Indeed, as Gira Grant notes, Greene’s real-time conversion from Trumpism to QAnon cultism was so seamless as to be scarcely noticeable—which is why she’s only become controversial after winning election to Congress. Nothing in her broader public profile differentiates her in kind from the maximum leader of today’s GOP.

Like Trump’s, Greene’s conspiratorial worldview was out in the open before she seriously sought elected office. The man whose time in the White House ended without a concession, mired in obsessions about vast voter fraud, started on his path by pushing the lie that Barack Obama was an illegitimate president. On Facebook, meanwhile, Greene went from being a Trump supporter in 2016 to a QAnon follower within a year.

At the time, QAnon’s audience was still growing, and belonging meant becoming part of a kind of citizen media cargo cult, in which news stories on Breitbart or the Daily Caller were scrutinized for proof of the new pedophile world order.
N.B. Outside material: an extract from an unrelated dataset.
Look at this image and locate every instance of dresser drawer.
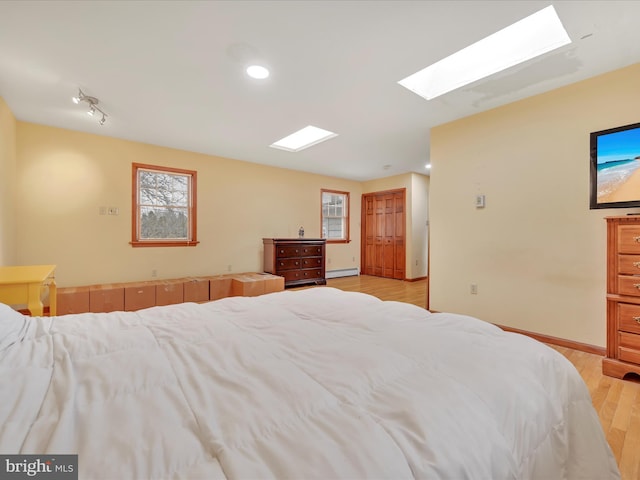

Greene was then a blogger, as Brandy Zadrozny at NBC News reported in June, responsible for posts like “MUST READ—Democratic Party Involved With Child Sex, Satanism, and The Occult,” which rounded up far-right news sites doing their own dubious aggregating, giving Greene the fodder to connect the dots from anti-abortion legislation, the Satanic Temple, D.C. society power couples, John Podesta, Backpage.com, Hillary Clinton, and Jeffrey Epstein. The site where Green blogged, AmericanTruthSeekers.com, may have been a few rungs below those others on which it relied for content. But Greene had become part of the same media circuit, transforming local journalism into truth-shredding right-wing website fodder and again into headlines to drive traffic from Facebook back to those websites. And from there, perhaps to Fox News. (And eventually, from the president’s indiscriminate mouth.) 

So far from being persona non grata, Marjorie Taylor Greene is the culmination of five decades’ worth of racist demagogy, culture-war fanaticism, and opportunistic conspiracy-mongering in the modern American right. And Kevin McCarthy knows that he’s more likely to regain a majority by indulging all the ugly, anti-democratic, and increasingly terrorist right-wing faction that he prefers to think of as the party’s “movement base.” After all, the man’s a moral imbecile, but, in matters of political calculation at least, he’s no fool.